NEMUKABAR.com - Presiden Prabowo Subianto mengumumkan langkah baru pemerintah untuk menggenjot pendapatan negara dengan membidik aktivitas ekonomi bawah tanah atau underground economy sebagai objek pajak. Salah satu sektor yang menjadi perhatian adalah perjudian online yang melibatkan warga Indonesia, baik di dalam maupun luar negeri, termasuk taruhan dalam pertandingan sepak bola internasional.
Dalam acara Orasi Ilmiah Dies Natalis Sekolah Vokasi Universitas Gadjah Mada (UGM), Wakil Menteri Keuangan III, Anggito Abimanyu, menyoroti besarnya skala aktivitas tersebut. “Jumlah yang melakukan betting di luar negeri, seperti Inggris, sangat banyak, terutama untuk taruhan pertandingan sepak bola,” ujarnya pada Senin (28/10/2024).
Anggito menjelaskan bahwa perjudian online saat ini tidak hanya berlangsung tanpa pengawasan tetapi juga tidak dikenakan pajak. “Banyak yang menang besar tanpa laporan pajak, tidak terkena denda, dan bahkan mengabaikan status hukum yang berlaku,” kata Anggito. Ia menambahkan bahwa bila penghasilan dari kemenangan ini dilaporkan, kontribusinya terhadap pajak penghasilan (PPh) tentu signifikan.
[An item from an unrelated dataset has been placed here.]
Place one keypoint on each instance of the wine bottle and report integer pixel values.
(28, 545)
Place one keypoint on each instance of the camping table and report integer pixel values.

Pemerintah kini tengah menyusun skema khusus untuk mengenakan pajak pada aktivitas ekonomi bawah tanah, termasuk perjudian dan permainan online. Anggito mengatakan, “Teman-teman di pajak harus kreatif dalam mengejar *super income* dari *underground economy*. Banyak juga yang bermain *gaming* online, tetapi tidak kena pajak ketika ada keuntungan,” katanya.
Aktivitas ekonomi bawah tanah ini bukanlah hal sepele. Penelitian dari Universitas Indonesia mencatat bahwa nilai ekonomi bawah tanah Indonesia mencapai sekitar Rp1.968 triliun, hasil penelitian Kharisma & Khoirunurrofik (2019). Studi tersebut menunjukkan bahwa kontribusi ekonomi bawah tanah berkisar antara 3,8–11,6% dari Produk Domestik Regional Bruto (PDRB) selama periode 2007–2017, dengan rata-rata 8% per provinsi per tahun.
Nilai Rp1.968 triliun tersebut adalah perkiraan 11,6% dari Produk Domestik Bruto (PDB) Indonesia pada 2021, dan tidak jauh berbeda dengan estimasi dari Badan Pusat Statistik (BPS) yang memproyeksikan kontribusi ekonomi bawah tanah sebesar 8,3–10% dari PDB nasional.
Mengutip teori dari Feige (1990), Anggito menjelaskan bahwa aktivitas *underground economy* terbagi dalam empat kategori: ekonomi ilegal, ekonomi yang tidak dilaporkan, ekonomi yang tidak tercatat, dan ekonomi informal. Aktivitas ini, yang sebagian besar tidak tercatat dan tidak membayar pajak, berpotensi menjadi sumber pemasukan baru bagi negara.
“Dengan pengenaan pajak yang tepat, kita bisa meningkatkan pemasukan negara tanpa merugikan pihak-pihak yang sudah taat pajak,” tutup Anggito.